Justice 2 Committee, 09 Oct 2002
Meeting date: Wednesday, October 9, 2002
Official Report
180KB pdf
Scottish Parliament Justice 2 Committee Wednesday 9 October 2002 (Morning)
[The Convener opened the meeting at 09:50]
Good morning. I welcome everyone to the 35th meeting in 2002 of the Justice 2 Committee. I ask members to do the usual and switch off mobile phones and anything else that is likely to disrupt the meeting.
There is only one item as part of the convener's report. Bill Aitken, the deputy convener, and I visited Reliance Monitoring Services on Monday. For the committee's benefit, Bill will say a few words about the usefulness of that visit.
I agree that the visit was useful, in that it gave us an opportunity to study the technology involved, to speak to those who run Reliance Monitoring and to carry out an initial review of the operation of the tagging process.
I was extremely impressed with the technology, which seemed both discreet and effective. The problems with it have been limited, which I found encouraging. As members know, the Executive rolled out a couple of pilot projects, one of which was based at Hamilton sheriff court. My recollection is that the liberty of about 69 offenders has been restricted for varying periods and the compliance rate has been high.
The technology is such that Reliance Monitoring can tell when the conditions of the order have been breached to the smallest extent. A degree of slippage has been built into the system, in that an offender is allowed to be up to a total of 90 minutes late, spread over the tagging sentence. However, if he goes over that 90 minutes, he will be reported for breaching his order. Reports are made for every significant incident of lateness.

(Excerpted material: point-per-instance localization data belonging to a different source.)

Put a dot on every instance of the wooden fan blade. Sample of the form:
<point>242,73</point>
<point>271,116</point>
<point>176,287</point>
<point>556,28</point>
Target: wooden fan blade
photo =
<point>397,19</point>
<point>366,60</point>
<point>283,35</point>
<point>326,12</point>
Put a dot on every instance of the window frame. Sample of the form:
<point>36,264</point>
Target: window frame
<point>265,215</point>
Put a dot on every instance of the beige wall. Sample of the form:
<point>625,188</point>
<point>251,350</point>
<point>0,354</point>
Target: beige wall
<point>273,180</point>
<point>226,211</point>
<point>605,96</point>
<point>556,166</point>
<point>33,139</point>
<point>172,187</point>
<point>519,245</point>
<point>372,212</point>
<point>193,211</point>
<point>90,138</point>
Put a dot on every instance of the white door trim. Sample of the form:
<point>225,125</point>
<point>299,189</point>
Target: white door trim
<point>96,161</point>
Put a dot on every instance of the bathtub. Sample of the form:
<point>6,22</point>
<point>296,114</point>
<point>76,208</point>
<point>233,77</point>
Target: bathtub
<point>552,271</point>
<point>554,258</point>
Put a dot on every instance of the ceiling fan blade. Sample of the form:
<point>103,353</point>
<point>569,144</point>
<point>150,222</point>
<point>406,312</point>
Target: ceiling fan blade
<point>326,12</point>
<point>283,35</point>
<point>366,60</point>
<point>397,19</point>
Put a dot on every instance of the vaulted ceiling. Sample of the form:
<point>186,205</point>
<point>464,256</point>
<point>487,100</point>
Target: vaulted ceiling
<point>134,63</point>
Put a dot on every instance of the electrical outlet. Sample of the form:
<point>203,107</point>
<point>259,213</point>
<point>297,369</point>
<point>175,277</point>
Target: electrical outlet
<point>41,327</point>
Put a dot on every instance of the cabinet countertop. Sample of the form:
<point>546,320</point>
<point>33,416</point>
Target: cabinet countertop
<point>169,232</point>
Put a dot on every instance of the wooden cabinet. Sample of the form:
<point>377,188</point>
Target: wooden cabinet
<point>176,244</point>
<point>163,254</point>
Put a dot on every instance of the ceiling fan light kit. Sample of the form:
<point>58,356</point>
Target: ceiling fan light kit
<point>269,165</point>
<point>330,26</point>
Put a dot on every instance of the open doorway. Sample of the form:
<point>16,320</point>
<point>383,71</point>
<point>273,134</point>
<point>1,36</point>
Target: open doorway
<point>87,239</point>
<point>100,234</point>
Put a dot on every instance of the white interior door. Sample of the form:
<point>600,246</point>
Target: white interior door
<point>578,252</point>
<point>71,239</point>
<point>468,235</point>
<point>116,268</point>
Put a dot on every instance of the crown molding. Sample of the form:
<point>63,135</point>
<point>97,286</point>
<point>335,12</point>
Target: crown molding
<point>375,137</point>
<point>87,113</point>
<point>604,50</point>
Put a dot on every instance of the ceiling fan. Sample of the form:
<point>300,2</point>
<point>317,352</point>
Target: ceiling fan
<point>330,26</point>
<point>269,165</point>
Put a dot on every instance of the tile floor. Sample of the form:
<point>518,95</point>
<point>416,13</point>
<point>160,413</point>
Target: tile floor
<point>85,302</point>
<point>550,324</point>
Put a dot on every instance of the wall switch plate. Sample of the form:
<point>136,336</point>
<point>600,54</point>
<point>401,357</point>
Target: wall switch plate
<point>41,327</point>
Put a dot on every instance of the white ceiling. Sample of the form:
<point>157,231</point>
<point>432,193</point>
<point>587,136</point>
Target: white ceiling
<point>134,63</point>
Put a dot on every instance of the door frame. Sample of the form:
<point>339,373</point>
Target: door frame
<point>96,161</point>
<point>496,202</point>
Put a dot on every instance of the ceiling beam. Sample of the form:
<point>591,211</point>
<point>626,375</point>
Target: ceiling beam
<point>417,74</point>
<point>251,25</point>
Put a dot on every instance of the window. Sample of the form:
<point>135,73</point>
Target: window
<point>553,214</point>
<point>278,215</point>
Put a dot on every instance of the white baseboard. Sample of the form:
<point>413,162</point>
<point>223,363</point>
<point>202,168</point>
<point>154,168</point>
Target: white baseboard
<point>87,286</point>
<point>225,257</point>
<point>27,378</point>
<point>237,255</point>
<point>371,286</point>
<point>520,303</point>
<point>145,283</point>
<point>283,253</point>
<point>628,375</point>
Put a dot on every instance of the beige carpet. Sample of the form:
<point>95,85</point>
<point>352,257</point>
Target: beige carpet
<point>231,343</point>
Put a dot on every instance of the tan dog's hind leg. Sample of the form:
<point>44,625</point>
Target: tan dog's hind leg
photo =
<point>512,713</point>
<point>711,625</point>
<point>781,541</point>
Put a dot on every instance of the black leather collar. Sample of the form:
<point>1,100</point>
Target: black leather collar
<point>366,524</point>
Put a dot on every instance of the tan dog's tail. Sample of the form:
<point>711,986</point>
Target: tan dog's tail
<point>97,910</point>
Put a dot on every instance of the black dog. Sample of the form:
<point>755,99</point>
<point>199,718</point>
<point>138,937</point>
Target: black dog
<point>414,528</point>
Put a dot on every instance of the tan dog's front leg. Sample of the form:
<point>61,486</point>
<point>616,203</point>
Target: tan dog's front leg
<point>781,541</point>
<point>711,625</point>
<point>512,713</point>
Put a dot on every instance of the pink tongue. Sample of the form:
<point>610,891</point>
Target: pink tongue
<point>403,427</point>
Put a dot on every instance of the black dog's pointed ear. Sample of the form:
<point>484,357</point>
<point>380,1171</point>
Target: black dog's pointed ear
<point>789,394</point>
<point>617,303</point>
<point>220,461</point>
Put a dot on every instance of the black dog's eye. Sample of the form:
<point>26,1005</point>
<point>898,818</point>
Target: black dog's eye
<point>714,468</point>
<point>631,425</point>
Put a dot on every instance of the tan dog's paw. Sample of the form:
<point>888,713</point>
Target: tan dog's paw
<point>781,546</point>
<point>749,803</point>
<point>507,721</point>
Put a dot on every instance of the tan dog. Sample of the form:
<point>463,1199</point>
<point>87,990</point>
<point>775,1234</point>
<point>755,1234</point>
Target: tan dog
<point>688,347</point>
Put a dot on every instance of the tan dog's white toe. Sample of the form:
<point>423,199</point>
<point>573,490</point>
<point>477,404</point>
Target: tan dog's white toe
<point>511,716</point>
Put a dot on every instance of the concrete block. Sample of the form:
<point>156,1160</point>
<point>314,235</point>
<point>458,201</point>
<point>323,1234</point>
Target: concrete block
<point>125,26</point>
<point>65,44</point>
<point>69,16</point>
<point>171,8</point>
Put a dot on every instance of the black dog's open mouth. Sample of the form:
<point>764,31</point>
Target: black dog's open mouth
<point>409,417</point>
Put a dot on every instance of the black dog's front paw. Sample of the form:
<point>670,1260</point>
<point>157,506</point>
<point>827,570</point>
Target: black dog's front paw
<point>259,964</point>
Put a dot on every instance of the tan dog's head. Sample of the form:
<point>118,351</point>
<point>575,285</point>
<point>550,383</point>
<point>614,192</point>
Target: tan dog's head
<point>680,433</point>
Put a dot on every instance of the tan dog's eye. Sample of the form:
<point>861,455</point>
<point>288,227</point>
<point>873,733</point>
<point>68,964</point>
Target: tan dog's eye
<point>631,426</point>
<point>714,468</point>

When an offender is in breach of their order, Reliance Monitoring notifies the sheriff clerk at the relevant court within two working days, which is perfectly satisfactory. However, there has been a problem with the system, as it was taking about six weeks for offenders to be returned to Hamilton sheriff court to face the sheriff and explain the breach. In some cases, by the time the sheriff had dealt with the offender, the sentence—that is, the order—had been completed. In those cases, the offender was given a financial penalty. If the system is to work, there must be a built-in procedure in which those who are in breach are brought before the court within a much tighter time scale. Otherwise, word will get out and the system will break down altogether.

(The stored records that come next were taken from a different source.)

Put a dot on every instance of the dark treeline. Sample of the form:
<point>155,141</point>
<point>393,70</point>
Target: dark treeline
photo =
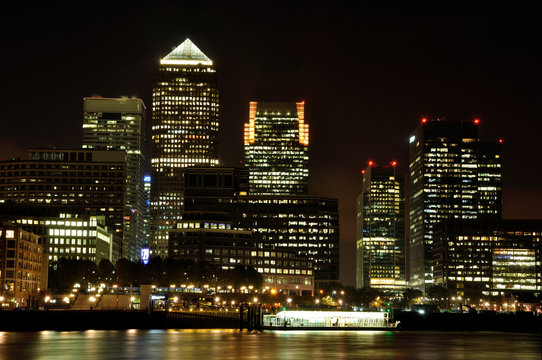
<point>163,273</point>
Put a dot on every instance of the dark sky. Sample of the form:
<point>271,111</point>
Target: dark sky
<point>367,74</point>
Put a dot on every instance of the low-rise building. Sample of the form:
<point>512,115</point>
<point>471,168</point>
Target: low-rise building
<point>23,265</point>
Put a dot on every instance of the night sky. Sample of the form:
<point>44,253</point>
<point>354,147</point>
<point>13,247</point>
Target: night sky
<point>367,74</point>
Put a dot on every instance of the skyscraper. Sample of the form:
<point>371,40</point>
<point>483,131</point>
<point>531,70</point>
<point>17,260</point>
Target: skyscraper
<point>184,133</point>
<point>277,148</point>
<point>307,225</point>
<point>380,248</point>
<point>119,124</point>
<point>452,176</point>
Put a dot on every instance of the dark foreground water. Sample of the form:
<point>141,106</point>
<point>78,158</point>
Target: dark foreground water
<point>232,344</point>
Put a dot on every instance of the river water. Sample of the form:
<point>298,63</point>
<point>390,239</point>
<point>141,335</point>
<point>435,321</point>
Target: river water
<point>283,345</point>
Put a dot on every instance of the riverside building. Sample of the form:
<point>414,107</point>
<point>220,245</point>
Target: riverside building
<point>119,124</point>
<point>380,248</point>
<point>63,235</point>
<point>185,119</point>
<point>70,181</point>
<point>219,243</point>
<point>23,266</point>
<point>306,225</point>
<point>453,175</point>
<point>488,257</point>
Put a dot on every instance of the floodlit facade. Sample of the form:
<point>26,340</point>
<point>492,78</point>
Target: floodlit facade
<point>307,225</point>
<point>147,210</point>
<point>119,124</point>
<point>70,181</point>
<point>488,257</point>
<point>221,244</point>
<point>277,148</point>
<point>23,266</point>
<point>63,235</point>
<point>380,246</point>
<point>452,176</point>
<point>185,117</point>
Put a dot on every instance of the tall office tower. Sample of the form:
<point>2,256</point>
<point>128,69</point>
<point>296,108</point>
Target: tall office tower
<point>184,133</point>
<point>380,248</point>
<point>307,225</point>
<point>71,181</point>
<point>488,257</point>
<point>447,169</point>
<point>119,124</point>
<point>147,210</point>
<point>490,178</point>
<point>277,148</point>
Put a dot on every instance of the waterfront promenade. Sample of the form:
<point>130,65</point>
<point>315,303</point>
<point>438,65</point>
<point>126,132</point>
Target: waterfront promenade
<point>28,320</point>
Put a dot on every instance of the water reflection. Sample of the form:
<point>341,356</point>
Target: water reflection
<point>232,344</point>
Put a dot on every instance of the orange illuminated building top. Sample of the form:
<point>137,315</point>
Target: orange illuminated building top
<point>249,134</point>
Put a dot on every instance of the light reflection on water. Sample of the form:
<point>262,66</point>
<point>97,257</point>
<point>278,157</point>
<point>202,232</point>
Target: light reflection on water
<point>284,345</point>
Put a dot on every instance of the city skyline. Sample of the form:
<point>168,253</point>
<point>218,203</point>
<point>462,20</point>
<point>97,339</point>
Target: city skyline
<point>477,71</point>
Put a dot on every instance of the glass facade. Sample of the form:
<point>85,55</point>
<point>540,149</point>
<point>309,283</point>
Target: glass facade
<point>474,257</point>
<point>119,124</point>
<point>223,245</point>
<point>23,267</point>
<point>277,148</point>
<point>185,108</point>
<point>72,181</point>
<point>380,257</point>
<point>452,176</point>
<point>307,225</point>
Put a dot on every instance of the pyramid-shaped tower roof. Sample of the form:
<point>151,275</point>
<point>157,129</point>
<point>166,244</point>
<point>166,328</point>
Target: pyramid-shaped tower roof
<point>186,54</point>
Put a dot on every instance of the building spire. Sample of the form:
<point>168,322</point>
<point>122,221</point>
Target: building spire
<point>186,54</point>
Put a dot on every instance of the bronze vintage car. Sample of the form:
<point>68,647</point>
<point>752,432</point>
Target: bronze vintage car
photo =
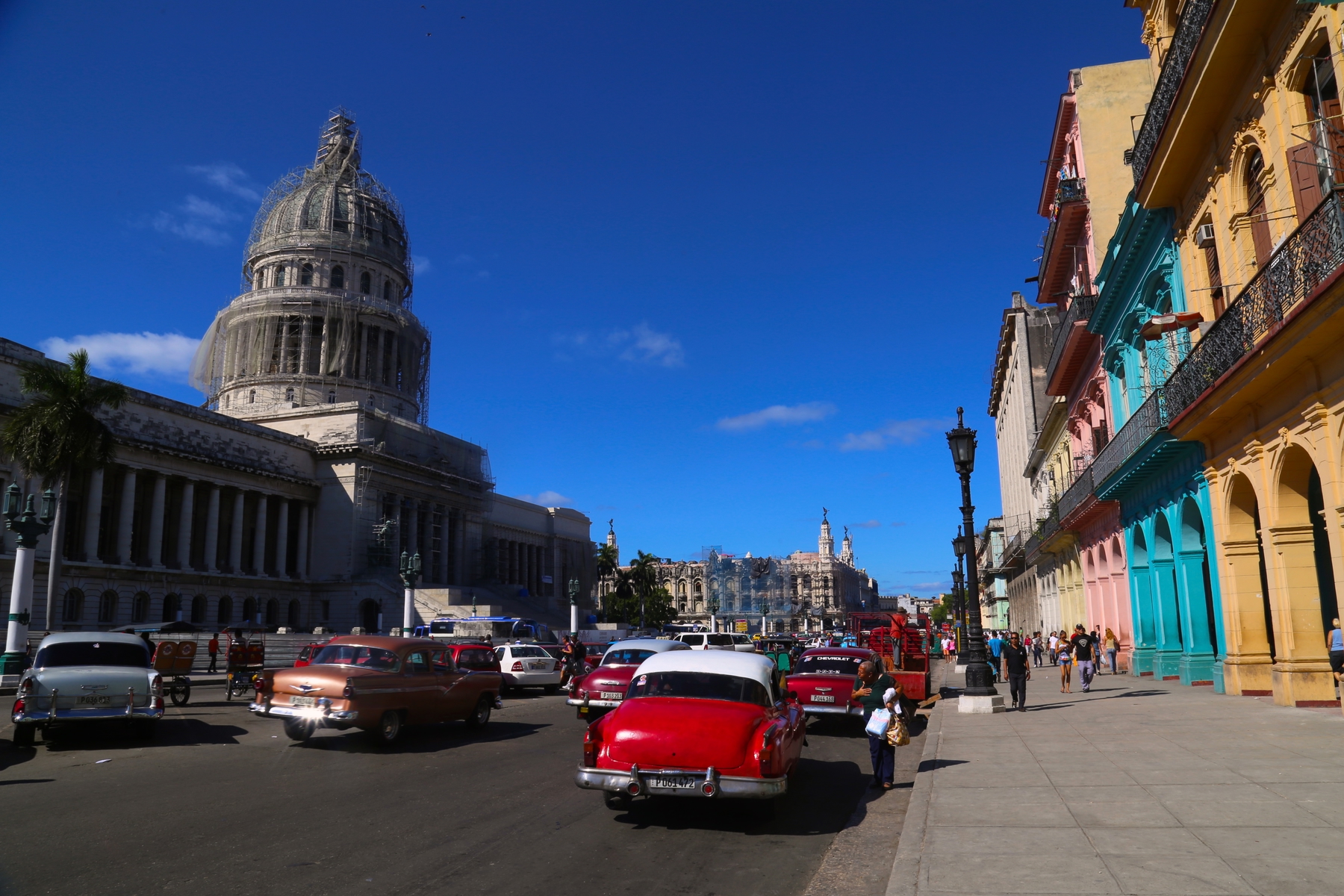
<point>379,685</point>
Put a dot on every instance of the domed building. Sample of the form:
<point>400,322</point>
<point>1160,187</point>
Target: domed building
<point>289,496</point>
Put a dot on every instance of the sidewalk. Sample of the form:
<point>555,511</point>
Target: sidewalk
<point>1137,788</point>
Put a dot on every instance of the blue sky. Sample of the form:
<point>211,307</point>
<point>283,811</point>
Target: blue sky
<point>702,267</point>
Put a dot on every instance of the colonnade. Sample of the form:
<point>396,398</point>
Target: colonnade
<point>120,529</point>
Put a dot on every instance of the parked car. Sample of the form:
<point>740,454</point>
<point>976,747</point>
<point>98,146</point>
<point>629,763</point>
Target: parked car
<point>81,677</point>
<point>529,665</point>
<point>707,724</point>
<point>379,685</point>
<point>604,688</point>
<point>824,680</point>
<point>706,640</point>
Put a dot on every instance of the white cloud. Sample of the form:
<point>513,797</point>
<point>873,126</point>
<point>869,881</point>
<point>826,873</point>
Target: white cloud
<point>546,499</point>
<point>780,414</point>
<point>228,178</point>
<point>166,355</point>
<point>890,433</point>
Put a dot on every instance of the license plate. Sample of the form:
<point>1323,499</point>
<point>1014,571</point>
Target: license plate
<point>673,782</point>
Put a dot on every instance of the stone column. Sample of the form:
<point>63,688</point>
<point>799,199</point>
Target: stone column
<point>211,559</point>
<point>93,516</point>
<point>127,519</point>
<point>260,538</point>
<point>302,559</point>
<point>282,538</point>
<point>184,519</point>
<point>156,521</point>
<point>235,536</point>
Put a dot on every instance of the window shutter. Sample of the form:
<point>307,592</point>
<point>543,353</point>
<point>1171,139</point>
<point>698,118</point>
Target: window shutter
<point>1307,186</point>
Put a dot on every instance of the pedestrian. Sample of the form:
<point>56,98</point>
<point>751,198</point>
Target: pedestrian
<point>1112,645</point>
<point>1066,667</point>
<point>1016,672</point>
<point>868,689</point>
<point>1335,644</point>
<point>1085,650</point>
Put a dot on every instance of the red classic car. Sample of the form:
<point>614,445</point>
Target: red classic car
<point>603,689</point>
<point>697,723</point>
<point>824,680</point>
<point>376,684</point>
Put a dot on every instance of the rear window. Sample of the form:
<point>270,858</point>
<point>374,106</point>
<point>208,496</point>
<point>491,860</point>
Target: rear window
<point>833,664</point>
<point>354,655</point>
<point>625,657</point>
<point>93,653</point>
<point>700,685</point>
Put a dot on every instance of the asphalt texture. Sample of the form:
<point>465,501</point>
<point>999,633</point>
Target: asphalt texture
<point>222,802</point>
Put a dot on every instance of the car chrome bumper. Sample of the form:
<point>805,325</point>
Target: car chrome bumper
<point>316,714</point>
<point>820,709</point>
<point>726,786</point>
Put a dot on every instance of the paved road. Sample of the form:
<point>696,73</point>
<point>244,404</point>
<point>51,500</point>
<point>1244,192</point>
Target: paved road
<point>221,802</point>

As I said, I was somewhat encouraged by the visit. The technology was extremely impressive and seems to have worked thus far. However, these are early days, given the number of cases in the prosecution pipeline and the fact that the experiment has been of short duration. The jury is out on how effective the system will be over time.

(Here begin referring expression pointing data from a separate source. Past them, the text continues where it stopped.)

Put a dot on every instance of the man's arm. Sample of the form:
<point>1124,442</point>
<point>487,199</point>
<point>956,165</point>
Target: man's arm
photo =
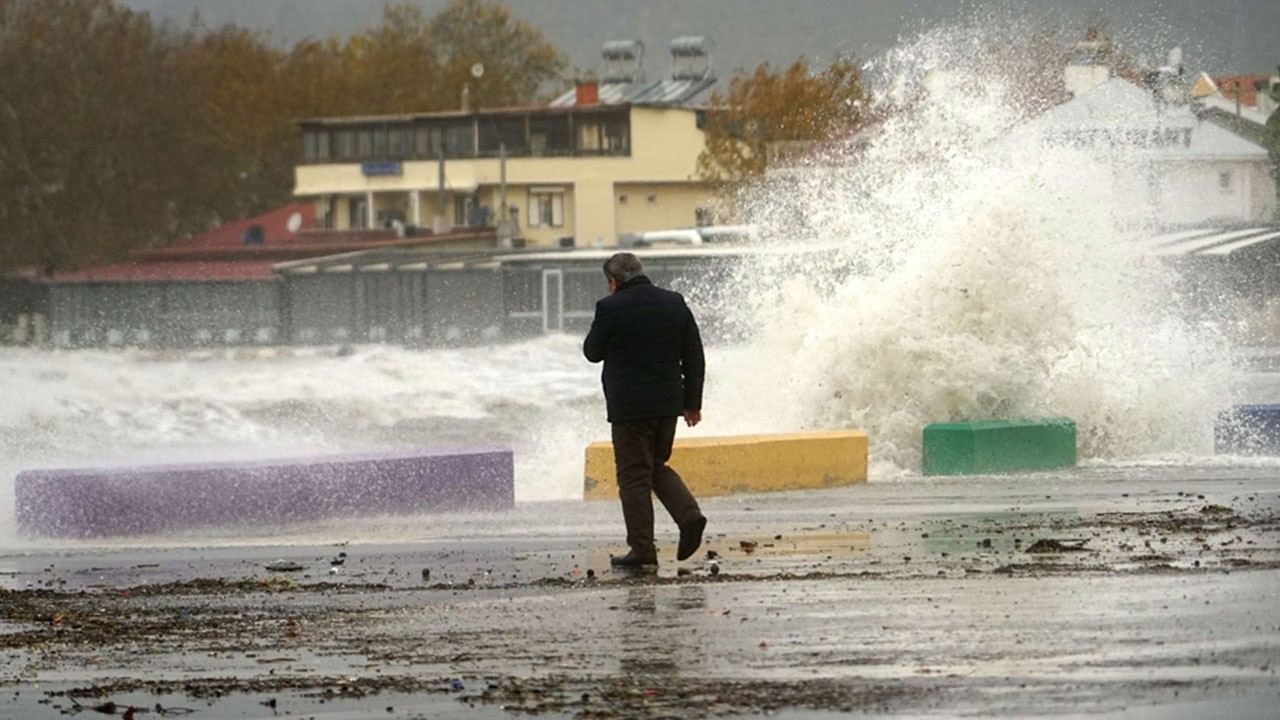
<point>597,338</point>
<point>693,365</point>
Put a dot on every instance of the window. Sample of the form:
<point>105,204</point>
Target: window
<point>460,141</point>
<point>589,137</point>
<point>462,208</point>
<point>315,145</point>
<point>356,209</point>
<point>617,137</point>
<point>507,132</point>
<point>397,142</point>
<point>549,136</point>
<point>547,208</point>
<point>428,141</point>
<point>346,144</point>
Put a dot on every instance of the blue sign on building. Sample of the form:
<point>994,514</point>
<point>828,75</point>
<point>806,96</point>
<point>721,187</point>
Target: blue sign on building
<point>380,168</point>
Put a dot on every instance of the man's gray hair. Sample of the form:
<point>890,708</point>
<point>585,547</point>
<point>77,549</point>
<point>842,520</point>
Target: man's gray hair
<point>622,267</point>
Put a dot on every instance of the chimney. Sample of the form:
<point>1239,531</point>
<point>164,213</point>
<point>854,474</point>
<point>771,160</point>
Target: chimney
<point>588,92</point>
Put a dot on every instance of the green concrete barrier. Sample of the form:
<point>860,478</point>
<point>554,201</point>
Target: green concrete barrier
<point>999,446</point>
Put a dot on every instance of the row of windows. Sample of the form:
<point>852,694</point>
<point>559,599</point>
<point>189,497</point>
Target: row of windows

We will get a report on our visit, which I am sure members will find useful, given that the Criminal Justice (Scotland) Bill proposes an extension of electronic tagging. We must examine that issue in more detail and the report will give us an opportunity to do so. The visit to the centre alerted me to the fact that we must consider which offences tagging should be used for and whether we should restrict the type of offender involved. The full report will be available before stage 2 of the bill.
As there are no questions, we will move to agenda item 1.